In “Beyond Beltway and Bible Belt: Re-imagining the Democratic Party and the American Left,” Ben Agger, who teaches sociology and humanities at the University of Texas at Arlington, writes, “Electoral politics now matter. George W. Bush, Jr. and his evangelical-Christian supporters have seen to that. Bush threatens to undo the welfare state, roll back civil liberties (and block new ones), and isolate the United States from the rest of the world. His foreign policy is an admixture of isolationism and unilateral adventurism. Homeland Security, his contribution to our political lexicon, has a Nazi-era resonance. Gays, lesbians, foreigners, liberals, the left have been demonized by a supposedly literal interpretation of the Bible, which drives the Christian right, Bush’s base of support. This has the makings of fascism.” One other tidbit: “FDR’s welfare state, while not perfect, significantly buffered the ravages of capitalism for those without jobs and without hope.” Also check out the planks in his “agenda for American social democracy,” which include “economic restructuring,” in which “the Democratic Party must take the lead in reconceptualizing the United Nations not only as an international police force but as an agent of the redistribution of capital.”

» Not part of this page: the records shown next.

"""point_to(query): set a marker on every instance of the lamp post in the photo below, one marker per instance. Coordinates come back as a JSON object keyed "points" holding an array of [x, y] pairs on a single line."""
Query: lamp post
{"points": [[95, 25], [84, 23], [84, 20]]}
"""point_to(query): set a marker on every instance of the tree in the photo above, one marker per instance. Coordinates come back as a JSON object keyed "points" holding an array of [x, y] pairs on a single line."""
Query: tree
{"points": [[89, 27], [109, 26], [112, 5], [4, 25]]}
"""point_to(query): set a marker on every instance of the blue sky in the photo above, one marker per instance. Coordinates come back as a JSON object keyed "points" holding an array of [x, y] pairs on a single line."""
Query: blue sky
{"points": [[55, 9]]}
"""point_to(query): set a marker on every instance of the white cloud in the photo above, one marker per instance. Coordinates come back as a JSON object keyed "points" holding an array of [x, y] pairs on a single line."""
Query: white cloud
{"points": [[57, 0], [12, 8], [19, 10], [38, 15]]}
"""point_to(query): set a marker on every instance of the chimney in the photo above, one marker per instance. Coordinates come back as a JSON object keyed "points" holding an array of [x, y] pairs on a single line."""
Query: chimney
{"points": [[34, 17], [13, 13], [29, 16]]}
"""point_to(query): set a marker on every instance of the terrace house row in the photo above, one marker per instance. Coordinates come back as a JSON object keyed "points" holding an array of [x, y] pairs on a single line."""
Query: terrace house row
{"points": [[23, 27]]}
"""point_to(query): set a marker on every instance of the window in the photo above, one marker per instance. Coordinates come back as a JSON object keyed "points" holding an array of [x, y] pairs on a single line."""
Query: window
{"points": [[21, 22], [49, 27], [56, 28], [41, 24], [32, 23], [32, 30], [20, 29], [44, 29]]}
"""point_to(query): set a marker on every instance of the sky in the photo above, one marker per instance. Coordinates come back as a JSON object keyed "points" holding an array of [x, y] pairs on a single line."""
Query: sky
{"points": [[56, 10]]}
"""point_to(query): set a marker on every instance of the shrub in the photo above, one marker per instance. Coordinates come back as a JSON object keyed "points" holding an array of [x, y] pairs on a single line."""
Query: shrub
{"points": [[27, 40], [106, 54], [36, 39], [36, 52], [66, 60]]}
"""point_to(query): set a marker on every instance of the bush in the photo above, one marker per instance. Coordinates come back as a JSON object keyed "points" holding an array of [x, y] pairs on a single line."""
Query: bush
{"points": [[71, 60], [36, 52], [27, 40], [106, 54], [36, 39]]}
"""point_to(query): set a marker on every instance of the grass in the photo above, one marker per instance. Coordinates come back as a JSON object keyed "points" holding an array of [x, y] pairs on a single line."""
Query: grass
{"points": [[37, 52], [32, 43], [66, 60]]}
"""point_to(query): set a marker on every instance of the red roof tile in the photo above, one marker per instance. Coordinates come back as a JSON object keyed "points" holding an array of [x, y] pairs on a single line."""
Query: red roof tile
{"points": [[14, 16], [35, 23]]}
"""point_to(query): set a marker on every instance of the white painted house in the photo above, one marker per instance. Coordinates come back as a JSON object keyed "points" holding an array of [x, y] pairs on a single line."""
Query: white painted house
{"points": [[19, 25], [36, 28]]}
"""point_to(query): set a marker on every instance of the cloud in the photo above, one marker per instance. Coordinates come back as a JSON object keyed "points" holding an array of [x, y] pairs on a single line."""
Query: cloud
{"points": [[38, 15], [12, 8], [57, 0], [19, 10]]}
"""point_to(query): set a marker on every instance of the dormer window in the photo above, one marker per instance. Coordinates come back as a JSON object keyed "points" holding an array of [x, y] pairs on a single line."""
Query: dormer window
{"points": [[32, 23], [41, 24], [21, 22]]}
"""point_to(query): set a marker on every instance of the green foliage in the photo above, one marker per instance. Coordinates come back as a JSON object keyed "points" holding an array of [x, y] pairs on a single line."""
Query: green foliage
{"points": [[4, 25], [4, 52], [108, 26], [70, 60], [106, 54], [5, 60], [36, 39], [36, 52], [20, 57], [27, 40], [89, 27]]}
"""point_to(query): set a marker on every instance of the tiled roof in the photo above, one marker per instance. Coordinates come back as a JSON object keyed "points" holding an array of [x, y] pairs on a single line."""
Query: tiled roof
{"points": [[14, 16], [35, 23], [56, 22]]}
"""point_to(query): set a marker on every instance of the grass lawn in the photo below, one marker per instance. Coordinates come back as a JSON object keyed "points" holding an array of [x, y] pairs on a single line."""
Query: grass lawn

See also Charles Lemert, Andrus Professor of Sociology at Wesleyan University, who is self-described as “once a minister, still a student of theology, seldom a church-goer.” He writes an encomium to Reinhold Neibuhr, praising him for, among other things, opposing the Ford auto company in the early 20th century. “Though called to serve a traditional, declining urban congregation, Niebuhr, still in his twenties, quickly engaged himself on the side of industrial workers in a city where automobile manufacturing ruled by the hand of Henry Ford who presented himself as the patron saint of economic justice in the offer of then higher wages. Thus began Fordism, born not of fairness, but of greed for efficient production. The higher wages famously broke Marx’s rule on the suppression of labor costs as the key to the extraction of surplus value. But the break was only apparent. The wages were taken back in the purchase of the automobiles labor produced—thereby doubly exploiting the laborer,” he writes.

And don’t miss “Politics and Self in the Age of Digital Re(pro)ducibility,” by Robert W. Williams, who teaches Political Science at Bennett College in North Carolina. His claim, explicitly made within “the Marxist tradition,” is that “there is a dialectic of in/dividuality present in the conjuncture of globalizing capitalism and liberal-democratic policies. The relationships that reduce us as separate selves to digitally mediated signifiers and that “reproduce” those signifiers as dividuals also provide the potential for resistance against the oppressions resulting from digital re(pro)ducibility.”